ニューヨークの老朽ホテルで暮らしている老作家の向かいの部屋に、若い女性が入ってきます。彼女からの夕食の誘いに、彼の心はときめくのですが・・。老作家の矜持が伝わってきます。

 

「夏の家、その後」

べルリン北方の農村にある老朽化した豪邸を買った若い男は、何を望んでいたのでしょう。ドラッグやパーティが日常化している女性たちは、農村での同居生活など望んでいないことは明らかなのですが。
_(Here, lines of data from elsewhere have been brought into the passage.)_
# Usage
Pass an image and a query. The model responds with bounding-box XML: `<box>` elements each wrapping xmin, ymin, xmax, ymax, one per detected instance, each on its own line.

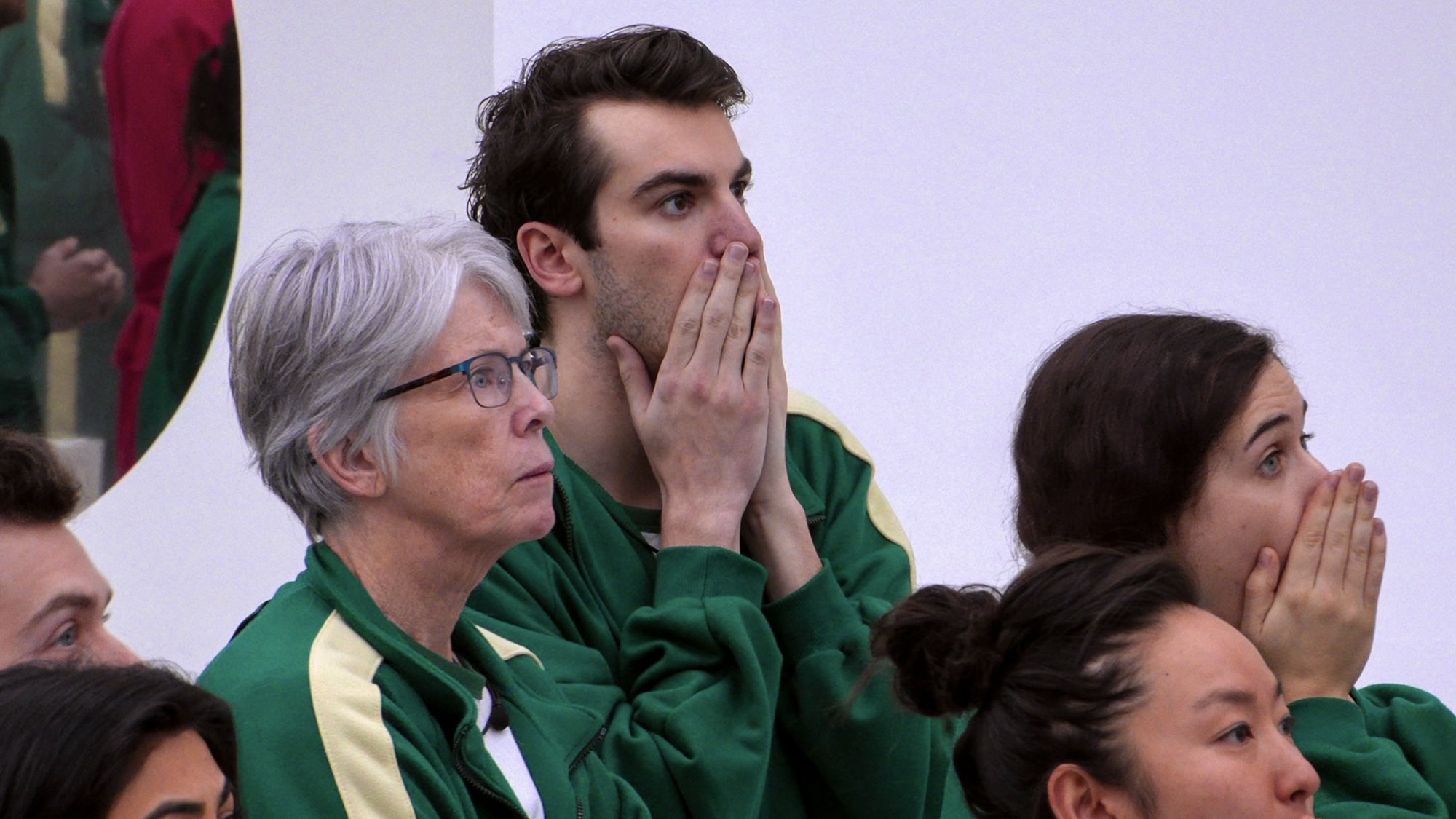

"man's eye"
<box><xmin>662</xmin><ymin>194</ymin><xmax>693</xmax><ymax>215</ymax></box>
<box><xmin>55</xmin><ymin>622</ymin><xmax>80</xmax><ymax>649</ymax></box>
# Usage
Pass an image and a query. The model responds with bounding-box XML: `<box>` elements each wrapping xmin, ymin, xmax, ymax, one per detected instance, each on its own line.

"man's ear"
<box><xmin>309</xmin><ymin>430</ymin><xmax>386</xmax><ymax>499</ymax></box>
<box><xmin>515</xmin><ymin>221</ymin><xmax>585</xmax><ymax>297</ymax></box>
<box><xmin>1047</xmin><ymin>762</ymin><xmax>1139</xmax><ymax>819</ymax></box>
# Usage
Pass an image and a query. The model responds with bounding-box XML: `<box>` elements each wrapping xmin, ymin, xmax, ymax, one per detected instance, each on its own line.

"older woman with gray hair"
<box><xmin>201</xmin><ymin>221</ymin><xmax>693</xmax><ymax>818</ymax></box>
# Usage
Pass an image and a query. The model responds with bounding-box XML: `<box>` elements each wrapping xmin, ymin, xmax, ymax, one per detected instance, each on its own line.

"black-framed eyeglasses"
<box><xmin>374</xmin><ymin>347</ymin><xmax>556</xmax><ymax>410</ymax></box>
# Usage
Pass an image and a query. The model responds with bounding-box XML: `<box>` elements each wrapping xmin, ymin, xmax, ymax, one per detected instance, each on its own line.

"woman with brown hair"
<box><xmin>1013</xmin><ymin>313</ymin><xmax>1456</xmax><ymax>819</ymax></box>
<box><xmin>874</xmin><ymin>544</ymin><xmax>1319</xmax><ymax>819</ymax></box>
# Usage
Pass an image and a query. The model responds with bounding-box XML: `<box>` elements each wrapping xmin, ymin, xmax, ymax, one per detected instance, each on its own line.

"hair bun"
<box><xmin>871</xmin><ymin>586</ymin><xmax>1002</xmax><ymax>717</ymax></box>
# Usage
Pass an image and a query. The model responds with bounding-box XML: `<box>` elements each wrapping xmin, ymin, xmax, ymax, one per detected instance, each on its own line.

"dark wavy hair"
<box><xmin>871</xmin><ymin>544</ymin><xmax>1197</xmax><ymax>819</ymax></box>
<box><xmin>462</xmin><ymin>26</ymin><xmax>748</xmax><ymax>331</ymax></box>
<box><xmin>1012</xmin><ymin>313</ymin><xmax>1277</xmax><ymax>554</ymax></box>
<box><xmin>0</xmin><ymin>429</ymin><xmax>82</xmax><ymax>523</ymax></box>
<box><xmin>0</xmin><ymin>665</ymin><xmax>242</xmax><ymax>819</ymax></box>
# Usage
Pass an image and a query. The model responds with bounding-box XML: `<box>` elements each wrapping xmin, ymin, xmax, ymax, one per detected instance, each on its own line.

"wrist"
<box><xmin>662</xmin><ymin>503</ymin><xmax>741</xmax><ymax>551</ymax></box>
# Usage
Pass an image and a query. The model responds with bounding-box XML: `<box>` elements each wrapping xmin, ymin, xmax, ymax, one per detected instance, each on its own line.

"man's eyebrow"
<box><xmin>25</xmin><ymin>589</ymin><xmax>111</xmax><ymax>628</ymax></box>
<box><xmin>146</xmin><ymin>799</ymin><xmax>207</xmax><ymax>819</ymax></box>
<box><xmin>632</xmin><ymin>169</ymin><xmax>708</xmax><ymax>198</ymax></box>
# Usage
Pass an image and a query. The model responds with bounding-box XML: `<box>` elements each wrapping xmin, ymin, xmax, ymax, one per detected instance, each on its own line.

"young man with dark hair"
<box><xmin>466</xmin><ymin>26</ymin><xmax>964</xmax><ymax>819</ymax></box>
<box><xmin>0</xmin><ymin>429</ymin><xmax>137</xmax><ymax>668</ymax></box>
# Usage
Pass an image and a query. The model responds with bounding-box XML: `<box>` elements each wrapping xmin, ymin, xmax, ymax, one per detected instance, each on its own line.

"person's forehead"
<box><xmin>1142</xmin><ymin>606</ymin><xmax>1274</xmax><ymax>711</ymax></box>
<box><xmin>585</xmin><ymin>100</ymin><xmax>743</xmax><ymax>183</ymax></box>
<box><xmin>0</xmin><ymin>523</ymin><xmax>109</xmax><ymax>618</ymax></box>
<box><xmin>1239</xmin><ymin>361</ymin><xmax>1305</xmax><ymax>427</ymax></box>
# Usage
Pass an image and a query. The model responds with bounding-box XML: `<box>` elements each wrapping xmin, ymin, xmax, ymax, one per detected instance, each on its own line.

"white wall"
<box><xmin>77</xmin><ymin>0</ymin><xmax>1456</xmax><ymax>700</ymax></box>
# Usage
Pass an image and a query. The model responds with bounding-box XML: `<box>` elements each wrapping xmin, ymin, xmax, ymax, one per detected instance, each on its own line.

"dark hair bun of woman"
<box><xmin>871</xmin><ymin>586</ymin><xmax>1002</xmax><ymax>717</ymax></box>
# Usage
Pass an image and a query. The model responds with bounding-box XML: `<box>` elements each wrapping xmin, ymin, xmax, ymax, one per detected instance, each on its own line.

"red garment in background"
<box><xmin>102</xmin><ymin>0</ymin><xmax>233</xmax><ymax>478</ymax></box>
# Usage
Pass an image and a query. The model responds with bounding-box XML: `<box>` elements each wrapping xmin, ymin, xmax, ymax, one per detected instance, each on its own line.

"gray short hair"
<box><xmin>227</xmin><ymin>218</ymin><xmax>530</xmax><ymax>537</ymax></box>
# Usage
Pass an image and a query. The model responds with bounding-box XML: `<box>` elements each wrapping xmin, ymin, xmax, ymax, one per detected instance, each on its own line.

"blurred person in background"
<box><xmin>102</xmin><ymin>0</ymin><xmax>233</xmax><ymax>477</ymax></box>
<box><xmin>137</xmin><ymin>20</ymin><xmax>242</xmax><ymax>458</ymax></box>
<box><xmin>0</xmin><ymin>0</ymin><xmax>125</xmax><ymax>433</ymax></box>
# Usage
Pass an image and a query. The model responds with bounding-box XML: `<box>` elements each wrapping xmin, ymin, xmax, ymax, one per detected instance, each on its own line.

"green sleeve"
<box><xmin>478</xmin><ymin>542</ymin><xmax>780</xmax><ymax>819</ymax></box>
<box><xmin>0</xmin><ymin>284</ymin><xmax>51</xmax><ymax>433</ymax></box>
<box><xmin>137</xmin><ymin>170</ymin><xmax>242</xmax><ymax>454</ymax></box>
<box><xmin>764</xmin><ymin>413</ymin><xmax>970</xmax><ymax>819</ymax></box>
<box><xmin>1290</xmin><ymin>685</ymin><xmax>1456</xmax><ymax>819</ymax></box>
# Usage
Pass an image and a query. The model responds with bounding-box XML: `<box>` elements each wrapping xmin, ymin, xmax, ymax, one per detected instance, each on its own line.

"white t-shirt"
<box><xmin>479</xmin><ymin>688</ymin><xmax>546</xmax><ymax>819</ymax></box>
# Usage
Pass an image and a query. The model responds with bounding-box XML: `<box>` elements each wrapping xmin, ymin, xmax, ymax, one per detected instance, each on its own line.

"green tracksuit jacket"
<box><xmin>199</xmin><ymin>544</ymin><xmax>661</xmax><ymax>819</ymax></box>
<box><xmin>0</xmin><ymin>138</ymin><xmax>51</xmax><ymax>433</ymax></box>
<box><xmin>1289</xmin><ymin>685</ymin><xmax>1456</xmax><ymax>819</ymax></box>
<box><xmin>137</xmin><ymin>159</ymin><xmax>242</xmax><ymax>456</ymax></box>
<box><xmin>467</xmin><ymin>393</ymin><xmax>968</xmax><ymax>819</ymax></box>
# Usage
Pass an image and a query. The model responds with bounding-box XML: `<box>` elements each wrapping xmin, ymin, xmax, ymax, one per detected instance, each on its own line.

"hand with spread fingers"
<box><xmin>29</xmin><ymin>237</ymin><xmax>125</xmax><ymax>332</ymax></box>
<box><xmin>1241</xmin><ymin>464</ymin><xmax>1386</xmax><ymax>703</ymax></box>
<box><xmin>743</xmin><ymin>269</ymin><xmax>824</xmax><ymax>601</ymax></box>
<box><xmin>607</xmin><ymin>242</ymin><xmax>782</xmax><ymax>551</ymax></box>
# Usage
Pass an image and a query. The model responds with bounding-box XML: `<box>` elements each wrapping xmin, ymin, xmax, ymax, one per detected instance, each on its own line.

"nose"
<box><xmin>708</xmin><ymin>194</ymin><xmax>763</xmax><ymax>259</ymax></box>
<box><xmin>511</xmin><ymin>360</ymin><xmax>561</xmax><ymax>436</ymax></box>
<box><xmin>1271</xmin><ymin>728</ymin><xmax>1319</xmax><ymax>813</ymax></box>
<box><xmin>90</xmin><ymin>628</ymin><xmax>141</xmax><ymax>666</ymax></box>
<box><xmin>1299</xmin><ymin>449</ymin><xmax>1329</xmax><ymax>502</ymax></box>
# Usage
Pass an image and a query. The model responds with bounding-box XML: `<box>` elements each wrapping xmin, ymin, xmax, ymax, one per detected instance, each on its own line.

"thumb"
<box><xmin>607</xmin><ymin>335</ymin><xmax>652</xmax><ymax>419</ymax></box>
<box><xmin>1239</xmin><ymin>547</ymin><xmax>1278</xmax><ymax>646</ymax></box>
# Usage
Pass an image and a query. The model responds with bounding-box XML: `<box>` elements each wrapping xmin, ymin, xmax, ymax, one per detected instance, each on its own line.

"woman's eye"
<box><xmin>1219</xmin><ymin>723</ymin><xmax>1254</xmax><ymax>745</ymax></box>
<box><xmin>1259</xmin><ymin>451</ymin><xmax>1281</xmax><ymax>475</ymax></box>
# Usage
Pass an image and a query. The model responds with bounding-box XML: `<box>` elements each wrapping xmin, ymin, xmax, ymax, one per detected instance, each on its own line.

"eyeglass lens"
<box><xmin>469</xmin><ymin>347</ymin><xmax>556</xmax><ymax>406</ymax></box>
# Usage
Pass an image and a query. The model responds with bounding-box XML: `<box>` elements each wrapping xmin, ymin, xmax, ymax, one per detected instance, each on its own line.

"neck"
<box><xmin>547</xmin><ymin>322</ymin><xmax>662</xmax><ymax>509</ymax></box>
<box><xmin>325</xmin><ymin>509</ymin><xmax>508</xmax><ymax>660</ymax></box>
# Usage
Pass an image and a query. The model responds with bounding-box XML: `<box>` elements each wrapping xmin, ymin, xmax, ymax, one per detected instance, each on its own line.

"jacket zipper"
<box><xmin>451</xmin><ymin>726</ymin><xmax>530</xmax><ymax>819</ymax></box>
<box><xmin>552</xmin><ymin>475</ymin><xmax>577</xmax><ymax>558</ymax></box>
<box><xmin>566</xmin><ymin>724</ymin><xmax>607</xmax><ymax>774</ymax></box>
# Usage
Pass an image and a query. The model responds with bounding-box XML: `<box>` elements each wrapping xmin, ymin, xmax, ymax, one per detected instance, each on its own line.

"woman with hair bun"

この物語の背景には、ドイツ統一によって戦前の所有者に権利が戻された問題があるようです。

 

カメラ・オブスキュラ

女性は結局のところ、不細工で背が低いアーティストに惹かれたのでしょうか。それとも彼が造ったエロティックな映像作品に惹かれたのでしょうか。

 

「オーダー川のこちら側」

ドイツとポーランドの国境を流れるオーダー川(オーデル川)のほとりに住む男は、かつての親友の娘の来訪にとまどいます。彼を困惑させたのは世代の違いなのでしょうか。それとも過去の思い出なのでしょうか。